Activated CD44+ CD62L− CD4+ T lymphocytes were isolated from pooled peritonea from day 8 infected mice (n = 3–5) stained with mAbs specific for CD4 (RM4-5), CD8 (53-6.7), CD44 (IM7), CD62L (MEL-14), I-A/I-E (M5/114.15.2), and B220 (RA-6B2) by sorting on a FACSAria III (BD).

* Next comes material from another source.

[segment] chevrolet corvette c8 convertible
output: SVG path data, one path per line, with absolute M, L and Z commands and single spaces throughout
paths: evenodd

Total RNA was isolated (RNeasy Mini kit; QIAGEN) and reverse transcribed (SuperScript II Reverse transcription; Invitrogen). Gene expression analysis was performed using SYBR Green–based real-time quantitative PCR on an ABI Prism 7900HT analyzer (Applied Biosystems). Arbitrary units represent the ratio of cytokine mRNA levels compared with hypoxanthine guanine phosphoribosyltransferase (HPRT) mRNA levels. The following primer pairs were used: Hprt, 5′-AGCCTAAGATGAGCGCAAGT-3′ (forward) and 5′-TTACTAGGCAGATGGCCACA-3′ (reverse); Ifng, 5′-ATGAACGCTACACACTGCATC-3′ (forward) and 5′-CCATCCTTTTGCCAGTTCCTC-3′ (reverse); Tnf, 5′-GCCTCTTCTCATTCCTGCTTGT-3′ (forward) and 5′-GGCCATTTGGGAACTTCTCAT-3′ (reverse); and Il10, 5′-GCTCTTACTGACTGGCATGAG-3′ (forward) and 5′-CGCAGCTCTAGGAGCATGTG-3′ (reverse).
The statistical significance of differences between data means was evaluated using a paired, two-tailed Student’s t test.
We thank Calvin Eigsti for performing FACS sorting. We also thank Drs. Carl G. Feng and Daniel L. Barber for invaluable discussions and Drs. Jacques Peschon and Carl G. Feng for critical reading of the manuscript.
This work was supported by the Intramural Research Program of the National Institute of Allergy and Infectious Diseases, National Institutes of Health, and in part by an Intramural AIDS Research Fellowship (to D.G. Kugler).
The authors have no conflicting financial interests.